The top-level description on entity_backed_knowledge_config is important for guiding the model’s reasoning. For example, "Sales call recordings from Q4 2024 with deal outcomes and customer feedback" helps the model understand the domain and tailor its analysis. Without it, the model only sees individual collection descriptions and may miss the bigger picture.

Entity collection config (per-collection)

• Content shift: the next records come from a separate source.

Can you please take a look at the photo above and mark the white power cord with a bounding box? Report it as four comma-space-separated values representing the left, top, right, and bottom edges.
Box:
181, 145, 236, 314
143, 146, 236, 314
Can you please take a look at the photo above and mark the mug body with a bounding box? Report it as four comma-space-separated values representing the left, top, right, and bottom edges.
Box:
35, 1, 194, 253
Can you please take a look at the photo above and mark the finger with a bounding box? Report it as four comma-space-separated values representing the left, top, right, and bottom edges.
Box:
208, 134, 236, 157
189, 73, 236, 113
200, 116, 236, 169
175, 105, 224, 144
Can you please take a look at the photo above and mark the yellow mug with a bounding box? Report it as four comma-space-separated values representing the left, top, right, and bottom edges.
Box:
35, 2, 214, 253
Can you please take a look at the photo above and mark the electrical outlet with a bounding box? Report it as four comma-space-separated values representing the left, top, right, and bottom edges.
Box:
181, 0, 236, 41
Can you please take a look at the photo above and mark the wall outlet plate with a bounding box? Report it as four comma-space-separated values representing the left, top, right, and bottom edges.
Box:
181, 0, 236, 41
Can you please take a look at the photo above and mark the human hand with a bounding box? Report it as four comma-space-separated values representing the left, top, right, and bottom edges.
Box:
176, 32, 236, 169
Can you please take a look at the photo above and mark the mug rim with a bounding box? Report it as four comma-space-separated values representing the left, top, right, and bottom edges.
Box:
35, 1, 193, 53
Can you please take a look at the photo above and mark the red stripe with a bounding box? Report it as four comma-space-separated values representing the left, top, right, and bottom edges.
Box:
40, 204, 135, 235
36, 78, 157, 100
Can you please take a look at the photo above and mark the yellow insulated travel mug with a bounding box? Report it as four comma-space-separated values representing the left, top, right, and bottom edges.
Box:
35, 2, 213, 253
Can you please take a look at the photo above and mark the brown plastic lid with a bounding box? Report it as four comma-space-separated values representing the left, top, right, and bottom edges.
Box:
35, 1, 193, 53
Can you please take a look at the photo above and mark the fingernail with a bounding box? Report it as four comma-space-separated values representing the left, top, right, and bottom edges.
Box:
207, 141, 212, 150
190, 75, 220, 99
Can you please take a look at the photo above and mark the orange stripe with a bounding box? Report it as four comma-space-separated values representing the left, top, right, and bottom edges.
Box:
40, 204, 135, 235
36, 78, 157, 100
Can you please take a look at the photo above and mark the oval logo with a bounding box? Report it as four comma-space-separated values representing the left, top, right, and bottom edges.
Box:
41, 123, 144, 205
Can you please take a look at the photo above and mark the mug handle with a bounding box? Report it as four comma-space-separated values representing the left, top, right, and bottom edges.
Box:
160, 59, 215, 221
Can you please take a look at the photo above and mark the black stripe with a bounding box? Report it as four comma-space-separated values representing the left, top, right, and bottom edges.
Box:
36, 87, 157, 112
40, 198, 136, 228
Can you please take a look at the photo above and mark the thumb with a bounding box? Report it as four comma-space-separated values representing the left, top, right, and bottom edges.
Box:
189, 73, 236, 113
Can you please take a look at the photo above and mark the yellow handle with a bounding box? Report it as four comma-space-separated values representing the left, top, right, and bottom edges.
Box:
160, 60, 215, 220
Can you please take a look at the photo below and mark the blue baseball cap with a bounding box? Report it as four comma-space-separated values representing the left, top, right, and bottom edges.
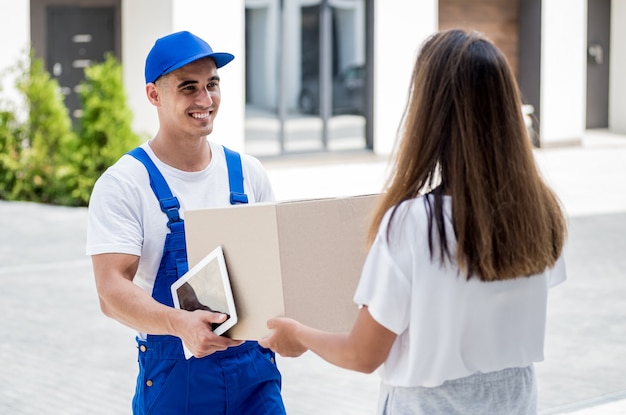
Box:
145, 31, 235, 84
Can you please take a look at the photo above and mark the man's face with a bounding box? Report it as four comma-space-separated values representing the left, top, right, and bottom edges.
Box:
148, 58, 221, 137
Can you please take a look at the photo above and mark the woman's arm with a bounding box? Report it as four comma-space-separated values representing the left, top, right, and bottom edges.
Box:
259, 306, 397, 373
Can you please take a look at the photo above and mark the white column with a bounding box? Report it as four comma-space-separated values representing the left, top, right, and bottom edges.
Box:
540, 0, 587, 147
609, 0, 626, 134
374, 0, 438, 154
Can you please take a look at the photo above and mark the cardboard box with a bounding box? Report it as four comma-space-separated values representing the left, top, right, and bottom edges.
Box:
185, 195, 378, 340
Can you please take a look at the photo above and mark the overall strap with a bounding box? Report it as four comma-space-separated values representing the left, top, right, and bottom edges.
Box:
222, 146, 248, 205
127, 147, 182, 230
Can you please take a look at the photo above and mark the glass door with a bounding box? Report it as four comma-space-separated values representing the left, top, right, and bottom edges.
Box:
246, 0, 371, 156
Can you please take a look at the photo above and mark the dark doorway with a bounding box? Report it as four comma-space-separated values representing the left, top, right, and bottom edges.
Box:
587, 0, 611, 128
46, 6, 115, 120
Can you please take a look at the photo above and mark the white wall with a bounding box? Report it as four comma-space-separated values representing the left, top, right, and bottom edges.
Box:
609, 0, 626, 134
541, 0, 587, 146
0, 0, 30, 115
374, 0, 438, 154
122, 0, 245, 151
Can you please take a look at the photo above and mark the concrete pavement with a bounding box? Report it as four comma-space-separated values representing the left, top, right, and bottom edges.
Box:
0, 133, 626, 415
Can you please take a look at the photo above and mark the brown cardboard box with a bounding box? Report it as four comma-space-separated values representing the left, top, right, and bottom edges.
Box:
185, 195, 378, 340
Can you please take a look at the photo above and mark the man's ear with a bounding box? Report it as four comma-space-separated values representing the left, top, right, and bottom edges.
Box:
146, 82, 160, 105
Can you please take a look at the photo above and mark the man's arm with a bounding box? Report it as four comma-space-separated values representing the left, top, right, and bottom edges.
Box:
92, 254, 241, 357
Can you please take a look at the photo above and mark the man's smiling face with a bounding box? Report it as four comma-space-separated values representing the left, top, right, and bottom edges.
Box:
156, 58, 221, 137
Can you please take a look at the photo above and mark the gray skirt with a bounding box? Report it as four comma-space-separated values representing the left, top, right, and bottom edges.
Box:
377, 365, 537, 415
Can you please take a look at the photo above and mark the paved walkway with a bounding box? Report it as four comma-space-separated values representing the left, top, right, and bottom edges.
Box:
0, 129, 626, 415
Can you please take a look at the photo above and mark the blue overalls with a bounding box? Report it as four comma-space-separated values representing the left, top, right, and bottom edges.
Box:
128, 147, 285, 415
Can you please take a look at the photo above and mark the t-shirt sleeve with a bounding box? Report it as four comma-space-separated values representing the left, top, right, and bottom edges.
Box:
242, 154, 275, 202
86, 173, 143, 256
354, 221, 411, 334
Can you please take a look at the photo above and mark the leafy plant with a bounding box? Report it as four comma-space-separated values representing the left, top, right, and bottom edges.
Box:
71, 54, 141, 205
0, 52, 75, 203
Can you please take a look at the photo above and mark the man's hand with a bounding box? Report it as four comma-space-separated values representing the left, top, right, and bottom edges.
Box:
176, 310, 243, 358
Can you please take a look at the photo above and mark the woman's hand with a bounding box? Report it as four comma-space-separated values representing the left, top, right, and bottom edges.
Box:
259, 317, 308, 357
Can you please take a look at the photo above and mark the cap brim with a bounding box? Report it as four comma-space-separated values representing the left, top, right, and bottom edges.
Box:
152, 52, 235, 82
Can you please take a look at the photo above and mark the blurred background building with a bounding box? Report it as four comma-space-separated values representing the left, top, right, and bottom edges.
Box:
0, 0, 626, 156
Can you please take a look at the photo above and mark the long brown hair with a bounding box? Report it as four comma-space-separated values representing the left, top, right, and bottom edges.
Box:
369, 30, 566, 281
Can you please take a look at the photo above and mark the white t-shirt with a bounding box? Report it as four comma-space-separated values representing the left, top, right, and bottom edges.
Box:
354, 196, 565, 387
86, 142, 274, 293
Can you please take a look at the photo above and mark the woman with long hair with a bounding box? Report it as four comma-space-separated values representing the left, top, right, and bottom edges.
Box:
261, 30, 566, 414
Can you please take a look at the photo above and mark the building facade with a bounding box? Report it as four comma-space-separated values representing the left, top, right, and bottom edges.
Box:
0, 0, 626, 155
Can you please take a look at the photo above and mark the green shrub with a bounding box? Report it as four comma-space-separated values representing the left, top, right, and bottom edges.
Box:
0, 53, 76, 204
0, 52, 140, 206
72, 54, 140, 205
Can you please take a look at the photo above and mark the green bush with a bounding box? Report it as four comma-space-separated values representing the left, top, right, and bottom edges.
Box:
72, 54, 141, 205
0, 53, 76, 204
0, 52, 140, 206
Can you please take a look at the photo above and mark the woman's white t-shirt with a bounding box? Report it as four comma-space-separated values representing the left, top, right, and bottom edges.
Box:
354, 196, 565, 387
86, 142, 274, 314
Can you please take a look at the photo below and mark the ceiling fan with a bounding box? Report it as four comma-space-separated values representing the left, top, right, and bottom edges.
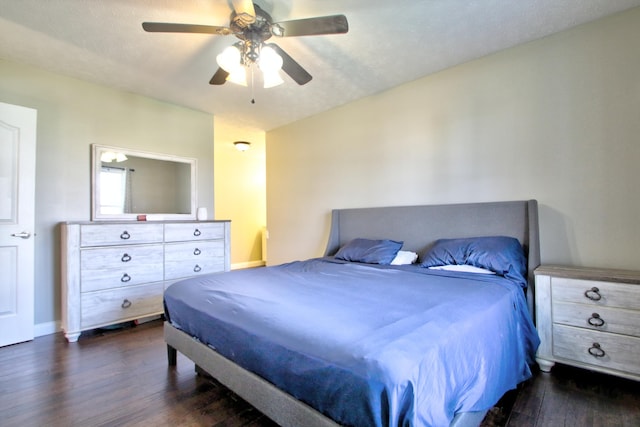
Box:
142, 0, 349, 87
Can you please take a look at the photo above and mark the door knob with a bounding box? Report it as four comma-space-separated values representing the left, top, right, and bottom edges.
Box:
12, 231, 31, 239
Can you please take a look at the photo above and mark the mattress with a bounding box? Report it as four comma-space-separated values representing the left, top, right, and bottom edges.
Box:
164, 257, 539, 427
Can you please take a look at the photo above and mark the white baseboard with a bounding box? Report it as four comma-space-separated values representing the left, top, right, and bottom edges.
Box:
231, 260, 265, 270
33, 320, 62, 337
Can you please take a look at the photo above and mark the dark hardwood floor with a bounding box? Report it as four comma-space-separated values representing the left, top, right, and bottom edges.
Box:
0, 321, 640, 427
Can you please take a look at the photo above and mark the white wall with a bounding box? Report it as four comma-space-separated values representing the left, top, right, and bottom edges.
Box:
0, 60, 214, 325
267, 8, 640, 269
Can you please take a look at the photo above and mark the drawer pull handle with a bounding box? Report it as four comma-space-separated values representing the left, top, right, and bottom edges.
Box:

Field	Required	Description
`collection_id`	Yes	ID of the entity collection
`name`	Yes	Short identifier for the collection (e.g., `"recipes"`, `"speakers"`)
`description`	Yes	Describes what entities are in this collection — helps the model understand when to use it

Entity-Backed Knowledge + Streaming

You can combine entity-backed knowledge with streaming for real-time entity-aware responses:

Python
Node

from cloudglue import CloudGlue

client = CloudGlue()

entity_config = client.responses.create_entity_backed_knowledge_config(
    entity_collections=[
        client.responses.create_entity_collection_config(
            collection_id="ENTITY_COLLECTION_ID",
            name="recipes",
            description="Structured recipe data from cooking videos",
        )
    ],
    description="Cooking videos with recipes and techniques",
)

events = client.responses.create(
    input="What dishes are mentioned and who discussed them?",
    collections=["COLLECTION_ID"],
    model="nimbus-002-preview",
    stream=True,
    knowledge_base_type="entity_backed_knowledge",
    entity_backed_knowledge_config=entity_config,
)

for event in events:
    evt_type = event.get("event")
    data = event.get("data")
    if evt_type == "response.output_text.delta" and isinstance(data, dict):
        print(data.get("delta", ""), end="", flush=True)
    elif evt_type == "response.completed":
        print()

import { CloudGlue } from '@aviaryhq/cloudglue-js';

const client = new CloudGlue();

const stream = await client.responses.createStreamingResponse({
  model: 'nimbus-002-preview',
  input: 'What dishes are mentioned and who discussed them?',
  knowledge_base: {
    type: 'entity_backed_knowledge',
    collections: ['COLLECTION_ID'],
    entity_backed_knowledge_config: {
      description: 'Cooking videos with recipes and techniques',
      entity_collections: [
        {
          name: 'recipes',
          description: 'Structured recipe data from cooking videos',
          collection_id: 'ENTITY_COLLECTION_ID',
        },
      ],
    },
  },
});

for await (const event of stream) {
  if (event.type === 'response.output_text.delta') {
    process.stdout.write(event.delta);
  } else if (event.type === 'response.completed') {
    console.log('\n');
  }
}

Multi-Turn Conversations

The input parameter accepts either a string (single question) or a message array (multi-turn conversation). For multi-turn, include the full conversation history.

Python
Node

from cloudglue import CloudGlue

client = CloudGlue()

# Turn 1: initial question
resp1 = client.responses.create(
    input="What topics are discussed in these videos?",
    collections=["COLLECTION_ID"],
    model="nimbus-002-preview",
)
turn1_text = resp1.output[0].content[0].text
print("Turn 1:", turn1_text)

# Turn 2: follow-up with conversation history
resp2 = client.responses.create(
    input=[
        {"role": "user", "content": "What topics are discussed in these videos?"},
        {"role": "assistant", "content": turn1_text},
        {"role": "user", "content": "Can you go into more detail about the first topic?"},
    ],
    collections=["COLLECTION_ID"],
    model="nimbus-002-preview",
)
print("Turn 2:", resp2.output[0].content[0].text)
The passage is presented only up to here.